セーブル ゴブレット 差し込み様式カップと鞘受け皿
ゴージャスな色彩美と上質なエレガントさが共存しています。
「幻の陶磁器」と呼ばれる、フランスの名陶・国窯「セーブル ( Servers )」の超希少品です。ゴブレット(カップ)と受け皿のセット作品。
ゴブレットを収容するよう、受け皿は鞘のような形状となっています。オリジナルは1765年に制作されたもので、その復刻品となります。
彩色装飾年度は、1996年。
フランス国立セーブル陶磁器製作所工房で創作活動をする装飾作家(画家)陶芸家である、Nadine Preteux(ナディヌ プレト)による制作です。
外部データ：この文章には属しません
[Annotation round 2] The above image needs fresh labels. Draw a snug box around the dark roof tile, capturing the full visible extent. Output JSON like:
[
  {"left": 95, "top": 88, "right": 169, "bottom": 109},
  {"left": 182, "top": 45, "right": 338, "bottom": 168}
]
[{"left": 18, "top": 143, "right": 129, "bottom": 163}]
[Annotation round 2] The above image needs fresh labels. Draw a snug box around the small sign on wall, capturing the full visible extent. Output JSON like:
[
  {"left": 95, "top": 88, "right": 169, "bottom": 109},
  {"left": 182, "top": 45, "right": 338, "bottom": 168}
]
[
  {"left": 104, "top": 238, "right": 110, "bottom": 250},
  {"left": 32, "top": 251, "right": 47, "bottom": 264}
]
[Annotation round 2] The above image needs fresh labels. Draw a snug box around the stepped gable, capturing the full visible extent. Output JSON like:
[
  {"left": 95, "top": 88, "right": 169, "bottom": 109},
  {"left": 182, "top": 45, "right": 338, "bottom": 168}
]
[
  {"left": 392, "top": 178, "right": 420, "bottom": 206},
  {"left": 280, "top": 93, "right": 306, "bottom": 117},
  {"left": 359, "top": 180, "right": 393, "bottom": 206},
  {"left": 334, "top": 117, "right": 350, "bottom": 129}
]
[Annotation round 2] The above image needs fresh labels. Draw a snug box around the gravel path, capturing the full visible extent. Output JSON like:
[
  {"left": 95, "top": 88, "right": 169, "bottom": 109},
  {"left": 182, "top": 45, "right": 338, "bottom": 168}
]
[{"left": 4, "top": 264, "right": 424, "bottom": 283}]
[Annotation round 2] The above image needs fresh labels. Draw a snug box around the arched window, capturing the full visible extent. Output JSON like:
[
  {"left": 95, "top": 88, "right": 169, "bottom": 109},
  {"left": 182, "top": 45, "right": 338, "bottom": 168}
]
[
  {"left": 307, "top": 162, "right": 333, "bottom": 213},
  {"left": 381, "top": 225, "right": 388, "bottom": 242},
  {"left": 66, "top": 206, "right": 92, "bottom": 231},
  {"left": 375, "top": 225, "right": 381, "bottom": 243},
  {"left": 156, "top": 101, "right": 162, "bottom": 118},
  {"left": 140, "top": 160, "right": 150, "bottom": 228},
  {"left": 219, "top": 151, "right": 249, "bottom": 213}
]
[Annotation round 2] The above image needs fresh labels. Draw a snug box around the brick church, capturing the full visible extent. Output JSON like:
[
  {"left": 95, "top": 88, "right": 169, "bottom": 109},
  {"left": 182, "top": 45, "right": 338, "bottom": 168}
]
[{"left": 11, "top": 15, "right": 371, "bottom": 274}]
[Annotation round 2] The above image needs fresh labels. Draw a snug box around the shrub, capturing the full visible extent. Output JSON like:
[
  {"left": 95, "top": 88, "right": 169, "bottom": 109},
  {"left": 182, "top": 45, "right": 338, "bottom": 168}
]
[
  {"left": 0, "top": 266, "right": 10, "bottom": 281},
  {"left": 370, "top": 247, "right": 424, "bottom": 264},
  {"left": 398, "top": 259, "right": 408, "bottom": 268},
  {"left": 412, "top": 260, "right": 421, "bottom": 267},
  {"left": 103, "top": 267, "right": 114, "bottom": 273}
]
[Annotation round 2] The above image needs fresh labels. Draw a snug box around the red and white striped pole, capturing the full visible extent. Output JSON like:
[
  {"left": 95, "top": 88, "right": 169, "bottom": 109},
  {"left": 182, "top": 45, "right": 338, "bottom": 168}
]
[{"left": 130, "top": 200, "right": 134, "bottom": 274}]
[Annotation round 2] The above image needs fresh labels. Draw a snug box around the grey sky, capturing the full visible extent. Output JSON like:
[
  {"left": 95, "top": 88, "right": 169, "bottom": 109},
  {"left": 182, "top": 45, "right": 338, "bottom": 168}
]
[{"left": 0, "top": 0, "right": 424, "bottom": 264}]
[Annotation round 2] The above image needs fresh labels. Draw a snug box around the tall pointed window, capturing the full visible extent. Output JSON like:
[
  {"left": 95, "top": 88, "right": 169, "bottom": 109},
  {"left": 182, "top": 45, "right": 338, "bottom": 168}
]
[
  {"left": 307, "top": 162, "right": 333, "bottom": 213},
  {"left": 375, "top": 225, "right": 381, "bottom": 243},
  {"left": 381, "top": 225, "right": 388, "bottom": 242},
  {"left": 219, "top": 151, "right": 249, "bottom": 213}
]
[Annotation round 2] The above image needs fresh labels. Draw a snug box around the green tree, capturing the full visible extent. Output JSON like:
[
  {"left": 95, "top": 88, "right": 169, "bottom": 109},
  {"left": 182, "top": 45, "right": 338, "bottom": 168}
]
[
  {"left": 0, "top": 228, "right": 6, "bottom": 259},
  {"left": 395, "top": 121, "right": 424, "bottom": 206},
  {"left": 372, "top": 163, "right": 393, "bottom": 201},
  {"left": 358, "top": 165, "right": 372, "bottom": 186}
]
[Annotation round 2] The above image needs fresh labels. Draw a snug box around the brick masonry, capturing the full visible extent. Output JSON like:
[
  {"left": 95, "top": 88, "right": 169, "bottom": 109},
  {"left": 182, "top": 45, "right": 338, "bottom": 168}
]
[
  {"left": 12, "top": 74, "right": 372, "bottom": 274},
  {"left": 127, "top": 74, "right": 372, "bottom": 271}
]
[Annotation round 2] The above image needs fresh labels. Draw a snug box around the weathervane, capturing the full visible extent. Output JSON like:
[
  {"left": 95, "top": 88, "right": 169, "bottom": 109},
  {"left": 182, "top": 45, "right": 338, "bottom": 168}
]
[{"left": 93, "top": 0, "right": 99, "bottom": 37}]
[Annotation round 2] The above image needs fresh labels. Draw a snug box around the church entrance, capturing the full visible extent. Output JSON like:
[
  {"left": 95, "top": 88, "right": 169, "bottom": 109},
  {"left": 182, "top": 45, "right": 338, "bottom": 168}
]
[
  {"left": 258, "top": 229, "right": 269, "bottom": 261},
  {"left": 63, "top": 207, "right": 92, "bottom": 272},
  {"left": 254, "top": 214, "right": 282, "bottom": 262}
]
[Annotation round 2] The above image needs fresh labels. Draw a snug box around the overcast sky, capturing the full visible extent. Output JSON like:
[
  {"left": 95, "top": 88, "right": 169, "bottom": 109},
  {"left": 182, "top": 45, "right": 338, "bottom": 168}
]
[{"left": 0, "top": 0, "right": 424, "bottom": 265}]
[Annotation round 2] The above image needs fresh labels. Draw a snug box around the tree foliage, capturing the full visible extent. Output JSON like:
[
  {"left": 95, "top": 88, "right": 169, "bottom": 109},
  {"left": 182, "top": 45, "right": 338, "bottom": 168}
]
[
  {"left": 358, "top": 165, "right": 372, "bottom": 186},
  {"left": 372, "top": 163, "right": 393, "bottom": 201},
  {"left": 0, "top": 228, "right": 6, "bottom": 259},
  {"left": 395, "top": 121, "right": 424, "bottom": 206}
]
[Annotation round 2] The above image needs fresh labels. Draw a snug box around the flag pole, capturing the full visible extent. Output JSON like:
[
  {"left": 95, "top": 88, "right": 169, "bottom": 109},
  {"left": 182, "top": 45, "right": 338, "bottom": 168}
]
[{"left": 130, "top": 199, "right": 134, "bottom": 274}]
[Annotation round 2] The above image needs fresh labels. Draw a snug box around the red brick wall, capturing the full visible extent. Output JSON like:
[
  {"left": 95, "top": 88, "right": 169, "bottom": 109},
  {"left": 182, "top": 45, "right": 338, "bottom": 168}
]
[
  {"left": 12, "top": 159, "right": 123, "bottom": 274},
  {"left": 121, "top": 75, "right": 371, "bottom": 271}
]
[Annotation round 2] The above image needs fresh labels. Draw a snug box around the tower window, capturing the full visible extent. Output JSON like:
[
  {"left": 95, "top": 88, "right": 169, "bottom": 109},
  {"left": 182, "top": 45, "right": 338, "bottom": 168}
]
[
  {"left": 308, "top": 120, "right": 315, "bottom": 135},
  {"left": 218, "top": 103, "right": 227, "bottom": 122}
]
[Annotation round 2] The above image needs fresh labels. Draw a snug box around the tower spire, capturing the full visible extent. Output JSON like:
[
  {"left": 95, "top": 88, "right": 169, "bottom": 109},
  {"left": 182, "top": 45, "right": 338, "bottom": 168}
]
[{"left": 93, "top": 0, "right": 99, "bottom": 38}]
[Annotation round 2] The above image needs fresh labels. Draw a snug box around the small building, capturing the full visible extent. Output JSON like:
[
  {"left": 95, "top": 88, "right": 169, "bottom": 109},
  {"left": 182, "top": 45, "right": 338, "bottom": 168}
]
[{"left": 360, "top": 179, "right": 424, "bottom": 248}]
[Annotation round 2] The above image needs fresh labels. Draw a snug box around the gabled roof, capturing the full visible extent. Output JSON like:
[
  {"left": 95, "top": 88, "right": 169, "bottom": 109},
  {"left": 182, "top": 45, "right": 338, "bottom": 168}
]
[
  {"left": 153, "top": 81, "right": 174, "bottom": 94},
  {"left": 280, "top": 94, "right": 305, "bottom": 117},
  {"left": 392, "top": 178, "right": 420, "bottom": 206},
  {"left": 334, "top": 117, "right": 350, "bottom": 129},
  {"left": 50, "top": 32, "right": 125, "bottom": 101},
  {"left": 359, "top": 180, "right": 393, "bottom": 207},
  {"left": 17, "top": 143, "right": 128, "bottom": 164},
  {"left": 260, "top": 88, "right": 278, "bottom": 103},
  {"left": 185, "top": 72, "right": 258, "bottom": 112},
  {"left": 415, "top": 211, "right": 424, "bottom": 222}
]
素材は、ハードペースト(硬質磁器 P.D)と呼ばれるもので、硬質磁器の製法を解明する以前セーブルの工房で開発された十八世紀の技法を用いた素材を利用しています。
カップ、受け皿ともにろくろ成型によるもので、取っ手は手作業で成型し、18世紀当時の技法による液状陶磁器で取り付けられています。
その工程は、まず1260度で白磁素焼き状態に焼成。二度目に1120度で焼き付けます。24K金彩及びNadine Preteux(ナディヌ プレト)による多色の装飾は手描きにより丁寧に仕上げられ、セーブル工房独自の金や色彩を低温で焼き付ける技法、プチ・フーで仕上げられています。
焼き付け後は金彩を磨いて艶出しする技法、ブルニサージュ・ア・レフェでセーブル工房独自の瑪瑙や赤鉄石を使った技術で丁寧に磨かれることにより「時代物」の風格とサテンのような柔らかい輝きがもたらされています。
セーブル工房でも最重要作品に位置づけられているこの作品の原型は、このカップよりもっと小さく、「女王のカップ」と呼ばれており1752年に制作されました。このカップのモデルはそれ以前、ミルクカップとして存在していました。
1759年に「女王のカップ」を少し大きなサイズにしなおし鞘受け皿を加え、更にこの装飾柄が考案され、同作品が制作されました。
この作品は飾り紐の柄と同じ色、ハーモニーを着想の基として1765年にMicaud Pere(ミコード ペール)により制作されました。
このカップと受け皿は各一個かセットとして制作・販売。オルレアン公爵が6客を購入された際は特別にミルクカップとその受け皿、シュガーポットも制作販売されました。その後、約50年後にこのカップセットはルイ16世に販売されました。
当初この受け皿のフォームは高齢者や病人のためとして考案されました。ポンパドール夫人も1763年2月の病気の際、4客が贈られこのカップを使用しています。バリー夫人も紅茶やココアを飲むときに使用しています。このカップと受け皿は1770年にベルランとデルビによってコピー作品が作られ、オルレアン公爵の工房にて1790年に、又、その後、サムソン工房のカステイユによっても制作されました。
1790年にはこのカップと受け皿の様式は他にも制作されています。このカップのオリジナルは国立セーブル陶磁器博物館のアンドレデロンブルコレクション内18世紀作品群の中に保存されています。
セーブル ( Sevres )
別名「幻の陶磁器」。
国窯であるセーブルは現在でもエリゼ宮や国賓へのギフトなどフランス国家のための制作が中心です。職人の数はあらゆる工程の全職人を合わせても約100人。ヘレンドがペインターだけで600人ですからいかに職人が少数精鋭であるかがわかります。
セーブルの使命は「品質を落とさないこと」に尽きます。
コスト管理よりも最高の作品を作り出すことが最優先される国家事業であることは職人にとってひじょうに恵まれた環境でもあります。ポンパドール貴婦人のバックアップで1750年に王家ご用達ヴァンサンヌ窯が「王立製陶所」となり、1759年にヴェルサイユ近郊のセーブルへ移転し、「フランス王立セーブル製陶所」となりました。
以来、「王者の青」「クラウテッドブルー」「アガサブルー」などの深遠な色使いに繊細かつ華麗な金彩装飾を施した名品を生み出し続けています。
その希少性は、一般顧客への流通ルートが閉ざされていることでますます高まり、冒頭の「幻の陶磁器」たるゆえんとなっています。世界中で日本にのみ代理店が存在するため、入手は可能ですが、日本代理店用に制作する意図はありませんので、事実上は一般入手の道は閉ざされています。